Paviliun lantai tiga tidak seluas lantai pertama, seharusnya mudah untuk menemukan kekasihnya di sini. Bahkan, Casterius tak perlu berusaha banyak setelah melihat salah satu pintu yang terbuka di ujung paviliun.
Tepat seperti perkiraannya, Helia ada di dalamnya, dengan Allan yang memegang tangan Helia seolah hendak membawa Helia lari. Akan tetapi, Casterius berada di sini, berada di hadapan Helia untuk membawa jemari Helia dan berlari menuju ruang kosong bagi keduanya, ruang romansa yang sama kala Casterius pertama kali mengungkapkan perasaannya, ruangan di mana Helia tampak begitu manis dan penuh kasih kala itu.
"Caste?" Bahkan suara mendayu Helia yang sudah lama tak terdengar dalam gendang telinga Casterius kedengaran begitu merdu. Musisi mana pun akan kalah apabila disandingkan dengan Helia.
Casterius tersenyum lembut. "Helia."
"Caste!" Helia hendak berlari menuju rengkuhan Casterius, tetapi genggaman Allan pada pergelangan tangan Helia begitu kuat hingga Helia kesulitan lepas.
Bahkan setelah Allan melihat Casterius di ambang pintu, pria itu mengambil langkah mundur, menyeret Helia bersamanya.
Tatapan dingin Allan menyapu Casterius. "Kau, menyingkir dari sana."
Casterius tidak takut. Dia bahkan maju satu langkah dengan mantap. "Tidak, kau yang menyingkir dari sana. Kembalikan Helia padaku."
"Helia adalah milikku," tekan Allan, jemarinya gemetaran.
"Tidak, Helia tidak pernah berkata secara gamblang bahwa dia adalah milikmu."
Mata Allan memerah karena marah, dia lalu menatap Helia. "Katakan padaku bahwa kau memilihku, Helia."
Helia meneguk ludah. "Tidak, aku tidak pernah ingin menjadi milikmu. Hanya Caste—"
"Diam! Sangat sulitkah bagimu untuk mengatakan bahwa kamu adalah milikku, Helia?!"
"Allan!" panggil Casterius. "Lepaskan Helia jika kau tidak ingin menjadi lawanku."
Allan menatap Casterius, lalu tertawa meremehkan. "Kau yang bahkan baru terbangun dari kematian, mau bersikap arogan dengan ingin sok bisa mengalahkanku?"
Helia di sisi Allan menggigit bibirnya. Bangun dari kematian? Apa benar rupanya bahwa Casterius telah sempat mati? Namun, orang yang mati tidak bisa kembali hidup. Sepertinya kala itu, Allan hanya mengungkapkan tipu daya saja.

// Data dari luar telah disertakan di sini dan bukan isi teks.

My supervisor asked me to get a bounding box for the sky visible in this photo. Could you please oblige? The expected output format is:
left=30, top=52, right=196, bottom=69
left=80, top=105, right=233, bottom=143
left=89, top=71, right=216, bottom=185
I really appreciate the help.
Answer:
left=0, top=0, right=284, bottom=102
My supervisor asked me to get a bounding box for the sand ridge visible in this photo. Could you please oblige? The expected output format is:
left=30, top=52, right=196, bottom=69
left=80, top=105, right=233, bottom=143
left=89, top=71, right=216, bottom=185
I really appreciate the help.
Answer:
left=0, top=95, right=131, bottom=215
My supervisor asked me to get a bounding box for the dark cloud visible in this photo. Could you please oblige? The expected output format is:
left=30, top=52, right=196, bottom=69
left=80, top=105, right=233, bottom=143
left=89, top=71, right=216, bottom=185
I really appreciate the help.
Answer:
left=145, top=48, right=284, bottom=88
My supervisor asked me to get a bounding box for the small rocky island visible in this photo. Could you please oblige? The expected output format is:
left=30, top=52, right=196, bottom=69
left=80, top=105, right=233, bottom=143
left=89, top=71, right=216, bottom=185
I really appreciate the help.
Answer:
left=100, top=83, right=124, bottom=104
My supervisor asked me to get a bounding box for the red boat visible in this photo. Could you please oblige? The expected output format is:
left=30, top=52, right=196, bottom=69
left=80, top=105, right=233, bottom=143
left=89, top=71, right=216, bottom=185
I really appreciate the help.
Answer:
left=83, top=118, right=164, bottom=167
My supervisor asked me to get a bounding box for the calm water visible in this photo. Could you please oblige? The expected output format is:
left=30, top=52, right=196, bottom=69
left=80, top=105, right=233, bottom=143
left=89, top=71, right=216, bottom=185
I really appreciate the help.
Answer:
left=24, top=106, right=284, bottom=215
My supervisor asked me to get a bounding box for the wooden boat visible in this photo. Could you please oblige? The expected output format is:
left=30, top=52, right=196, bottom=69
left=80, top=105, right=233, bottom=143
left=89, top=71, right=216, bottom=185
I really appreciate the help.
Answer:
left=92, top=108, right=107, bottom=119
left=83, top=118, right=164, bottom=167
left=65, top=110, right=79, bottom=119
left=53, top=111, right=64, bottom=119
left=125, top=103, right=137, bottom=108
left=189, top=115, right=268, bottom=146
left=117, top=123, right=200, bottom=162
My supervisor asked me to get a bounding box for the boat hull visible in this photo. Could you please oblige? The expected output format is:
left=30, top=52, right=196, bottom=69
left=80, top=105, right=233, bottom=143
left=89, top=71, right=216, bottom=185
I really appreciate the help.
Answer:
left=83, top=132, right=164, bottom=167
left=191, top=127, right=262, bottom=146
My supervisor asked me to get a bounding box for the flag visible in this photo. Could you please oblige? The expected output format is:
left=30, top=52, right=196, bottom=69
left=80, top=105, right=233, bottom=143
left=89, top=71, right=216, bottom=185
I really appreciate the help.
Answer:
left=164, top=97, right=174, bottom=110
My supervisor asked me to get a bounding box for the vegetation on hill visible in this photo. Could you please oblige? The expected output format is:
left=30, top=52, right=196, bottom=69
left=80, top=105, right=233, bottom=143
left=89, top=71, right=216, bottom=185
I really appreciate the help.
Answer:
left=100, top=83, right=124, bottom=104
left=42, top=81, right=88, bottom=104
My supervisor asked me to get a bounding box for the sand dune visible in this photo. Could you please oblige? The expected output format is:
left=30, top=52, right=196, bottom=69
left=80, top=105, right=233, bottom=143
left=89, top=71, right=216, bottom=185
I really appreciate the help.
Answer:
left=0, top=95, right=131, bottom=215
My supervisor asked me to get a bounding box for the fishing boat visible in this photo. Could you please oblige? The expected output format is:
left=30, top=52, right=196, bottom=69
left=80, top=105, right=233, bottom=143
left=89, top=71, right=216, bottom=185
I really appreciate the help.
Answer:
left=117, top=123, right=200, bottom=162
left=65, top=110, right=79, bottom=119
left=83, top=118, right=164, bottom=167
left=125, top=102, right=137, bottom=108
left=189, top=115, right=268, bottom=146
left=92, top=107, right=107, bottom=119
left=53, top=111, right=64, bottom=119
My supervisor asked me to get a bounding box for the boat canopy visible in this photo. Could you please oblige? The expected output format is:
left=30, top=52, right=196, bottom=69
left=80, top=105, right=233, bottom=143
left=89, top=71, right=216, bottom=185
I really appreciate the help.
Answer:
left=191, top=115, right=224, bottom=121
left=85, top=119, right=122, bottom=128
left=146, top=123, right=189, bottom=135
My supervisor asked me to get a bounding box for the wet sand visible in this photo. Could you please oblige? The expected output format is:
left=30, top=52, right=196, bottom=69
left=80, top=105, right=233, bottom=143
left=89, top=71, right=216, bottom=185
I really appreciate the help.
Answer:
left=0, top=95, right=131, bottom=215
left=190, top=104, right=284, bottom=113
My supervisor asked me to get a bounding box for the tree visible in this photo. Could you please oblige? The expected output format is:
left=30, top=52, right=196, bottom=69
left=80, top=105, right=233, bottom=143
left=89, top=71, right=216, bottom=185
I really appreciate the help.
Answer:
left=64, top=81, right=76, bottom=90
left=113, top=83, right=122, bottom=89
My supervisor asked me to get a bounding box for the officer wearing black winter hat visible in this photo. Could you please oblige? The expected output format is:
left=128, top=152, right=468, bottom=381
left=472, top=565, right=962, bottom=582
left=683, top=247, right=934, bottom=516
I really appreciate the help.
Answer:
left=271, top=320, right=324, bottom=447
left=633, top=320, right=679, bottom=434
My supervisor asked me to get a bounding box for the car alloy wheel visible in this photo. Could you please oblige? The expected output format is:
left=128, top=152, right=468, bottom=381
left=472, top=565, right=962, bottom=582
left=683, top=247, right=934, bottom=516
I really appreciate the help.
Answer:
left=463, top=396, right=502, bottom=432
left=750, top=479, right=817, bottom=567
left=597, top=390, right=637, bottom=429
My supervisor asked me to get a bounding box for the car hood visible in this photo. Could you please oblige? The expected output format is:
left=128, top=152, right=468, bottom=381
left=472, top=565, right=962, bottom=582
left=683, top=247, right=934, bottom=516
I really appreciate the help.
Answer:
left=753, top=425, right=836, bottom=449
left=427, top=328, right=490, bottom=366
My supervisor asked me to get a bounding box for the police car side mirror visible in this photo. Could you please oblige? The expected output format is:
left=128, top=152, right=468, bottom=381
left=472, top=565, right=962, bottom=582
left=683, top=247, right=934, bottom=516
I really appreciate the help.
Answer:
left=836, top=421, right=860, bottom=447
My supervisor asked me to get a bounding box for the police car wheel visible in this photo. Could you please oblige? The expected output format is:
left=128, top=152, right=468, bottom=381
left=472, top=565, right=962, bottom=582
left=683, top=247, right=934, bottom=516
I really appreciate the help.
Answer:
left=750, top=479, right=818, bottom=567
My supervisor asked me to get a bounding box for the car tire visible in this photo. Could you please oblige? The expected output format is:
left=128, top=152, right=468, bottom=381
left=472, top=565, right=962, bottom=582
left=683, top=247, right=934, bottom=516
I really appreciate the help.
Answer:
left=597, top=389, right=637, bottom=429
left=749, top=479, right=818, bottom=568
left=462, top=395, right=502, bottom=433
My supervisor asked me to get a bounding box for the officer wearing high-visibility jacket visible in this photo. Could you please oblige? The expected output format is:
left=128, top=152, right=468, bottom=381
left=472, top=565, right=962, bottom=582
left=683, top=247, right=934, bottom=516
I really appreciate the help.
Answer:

Casterius menggenggam pedangnya dengan erat. "Lawan aku, Allan. Kita akan buktikan siapa pemenangnya."
Allan tertawa kesal, lalu mengeluarkan pedang dari sarungnya yang tersampir di pinggangnya. Kemudian, tak membutuhkan waktu lama hingga dua bilah pedang beradu, menghasilkan bunyi memuakkan yang tiada bandingannya.
Dalam segi kekuatan, Casterius memang kalah. Dalam segi stamina, Casterius memang kalah. Dalam kebugaran tubuh, Casterius memang kalah. Allan lebih unggul. Bahkan selama keduanya berduel—Helia memperhatikan dengan gelisah di belakang mereka—Casterius kian didorong mundur oleh Allan dengan mudah, bahkan tubuhnya mulai menunjukkan banyak luka gores berdarah.
KAMU SEDANG MEMBACA
END | Ignore Me, Your Majesty! [S2]
Ficção HistóricaHelia Scarlett Floral mati karena meneguk racun, tetapi ketika dia membuka mata, Helia mendapati tubuhnya menyusut! Waktu telah terulang. Bukan hanya itu, ayah Helia yang awalnya sangat membencinya juga malah berbalik menyayangi Helia sekarang. Aka...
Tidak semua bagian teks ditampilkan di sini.